The A-52 has countermeasures against laser and infrared guided missiles however no against radar guided missiles. So, the Ka-52s frequently fly in mixed formations with the heavier Mil Mi-28s, which Do It has radar jammers.

But overlapping countermeasures don’t always work –especially Against RBS-70. The 190-pound, two-person air defense system fires a supersonic missile up to 5.5 miles away. Almost as far as Vikhr ranges.

While its primary aiming is lasers, the RBS-70 works even when spoofing lasers. “The operator on the ground can use the manual control at any time after launch and thus change the point of aim,” Saab said to explain.

Even after losing With 41 Ka-52s plus at least 60 other helicopters and at least 74 fixed-wing aircraft, the Russians still mostly control the air over the front line in Ukraine.

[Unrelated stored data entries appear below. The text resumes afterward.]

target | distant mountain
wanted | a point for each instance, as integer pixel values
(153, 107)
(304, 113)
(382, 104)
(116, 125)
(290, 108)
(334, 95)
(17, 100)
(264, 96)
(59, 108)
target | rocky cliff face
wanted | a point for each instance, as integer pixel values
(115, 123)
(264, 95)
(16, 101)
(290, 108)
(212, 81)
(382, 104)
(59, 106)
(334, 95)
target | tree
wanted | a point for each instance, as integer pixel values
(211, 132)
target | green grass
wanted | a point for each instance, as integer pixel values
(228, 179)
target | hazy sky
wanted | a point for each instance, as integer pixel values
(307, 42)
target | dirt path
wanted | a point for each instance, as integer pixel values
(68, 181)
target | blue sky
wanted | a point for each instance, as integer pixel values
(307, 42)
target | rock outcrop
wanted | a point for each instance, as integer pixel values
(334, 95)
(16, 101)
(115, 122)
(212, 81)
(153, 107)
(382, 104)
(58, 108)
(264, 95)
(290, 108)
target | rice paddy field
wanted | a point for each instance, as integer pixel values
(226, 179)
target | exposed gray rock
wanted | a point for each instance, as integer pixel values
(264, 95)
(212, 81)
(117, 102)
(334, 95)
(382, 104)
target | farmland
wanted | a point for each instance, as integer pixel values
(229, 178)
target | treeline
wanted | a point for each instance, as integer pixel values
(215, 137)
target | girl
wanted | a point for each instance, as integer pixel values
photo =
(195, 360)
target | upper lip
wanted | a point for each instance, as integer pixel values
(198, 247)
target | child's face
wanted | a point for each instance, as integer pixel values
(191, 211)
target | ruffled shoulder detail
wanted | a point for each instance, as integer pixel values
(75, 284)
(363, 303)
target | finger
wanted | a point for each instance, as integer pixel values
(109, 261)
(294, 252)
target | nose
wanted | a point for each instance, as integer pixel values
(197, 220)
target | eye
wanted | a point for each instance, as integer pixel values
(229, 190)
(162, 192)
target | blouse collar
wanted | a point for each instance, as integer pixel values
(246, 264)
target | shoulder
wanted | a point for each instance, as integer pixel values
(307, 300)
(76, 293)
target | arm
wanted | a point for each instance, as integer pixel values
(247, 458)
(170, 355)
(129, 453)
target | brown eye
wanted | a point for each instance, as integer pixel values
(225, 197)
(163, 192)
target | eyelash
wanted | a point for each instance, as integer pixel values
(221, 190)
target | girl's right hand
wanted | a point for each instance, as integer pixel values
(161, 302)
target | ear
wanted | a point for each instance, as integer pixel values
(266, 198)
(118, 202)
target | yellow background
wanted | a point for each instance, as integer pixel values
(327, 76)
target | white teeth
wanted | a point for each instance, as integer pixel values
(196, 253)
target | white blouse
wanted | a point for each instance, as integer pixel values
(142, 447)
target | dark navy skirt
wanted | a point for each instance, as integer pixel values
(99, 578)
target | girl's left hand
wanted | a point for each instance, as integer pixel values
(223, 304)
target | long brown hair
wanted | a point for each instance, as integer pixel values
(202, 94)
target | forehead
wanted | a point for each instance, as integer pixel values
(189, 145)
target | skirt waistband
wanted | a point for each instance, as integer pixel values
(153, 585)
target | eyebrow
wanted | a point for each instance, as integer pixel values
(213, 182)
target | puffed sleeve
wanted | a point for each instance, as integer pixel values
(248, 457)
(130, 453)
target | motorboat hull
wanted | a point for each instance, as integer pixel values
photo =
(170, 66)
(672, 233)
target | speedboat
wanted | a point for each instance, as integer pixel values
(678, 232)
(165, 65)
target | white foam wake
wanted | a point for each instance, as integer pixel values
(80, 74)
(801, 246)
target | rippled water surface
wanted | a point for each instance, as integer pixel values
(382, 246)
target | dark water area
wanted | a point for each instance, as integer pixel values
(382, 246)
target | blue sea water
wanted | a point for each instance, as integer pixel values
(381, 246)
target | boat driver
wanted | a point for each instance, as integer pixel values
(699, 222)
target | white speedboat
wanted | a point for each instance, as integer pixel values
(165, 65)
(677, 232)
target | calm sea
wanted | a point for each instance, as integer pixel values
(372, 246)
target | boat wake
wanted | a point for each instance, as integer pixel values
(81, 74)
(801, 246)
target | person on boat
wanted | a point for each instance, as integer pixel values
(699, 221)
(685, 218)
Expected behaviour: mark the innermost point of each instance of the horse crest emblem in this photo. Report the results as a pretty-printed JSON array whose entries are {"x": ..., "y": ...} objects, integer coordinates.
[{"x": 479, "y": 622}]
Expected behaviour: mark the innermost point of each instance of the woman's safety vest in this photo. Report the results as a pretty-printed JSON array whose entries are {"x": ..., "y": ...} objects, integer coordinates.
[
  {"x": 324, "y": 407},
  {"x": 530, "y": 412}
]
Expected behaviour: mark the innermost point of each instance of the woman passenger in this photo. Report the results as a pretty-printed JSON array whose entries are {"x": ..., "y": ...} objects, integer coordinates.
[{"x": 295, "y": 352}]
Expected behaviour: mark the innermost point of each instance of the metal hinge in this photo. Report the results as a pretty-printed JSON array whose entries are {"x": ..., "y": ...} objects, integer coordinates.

To make any contribution to the Kiev counter-offensive and to survive, Ukrainian helicopters would have to fly ridiculously low. Meanwhile, Ukrainian fighter jets launched their own attacks from long range, firing a variety of precision missiles and Western-made glide bombs.

The Russian Air Force is the only one capable of deploying attack helicopters and fighter bombers directly over the fiercest ground combat.

for now. If every Ukrainian brigade could get its missile crews forward the way the 47th Brigade clearly did, the Russians could eventually lose control of the air over the front line.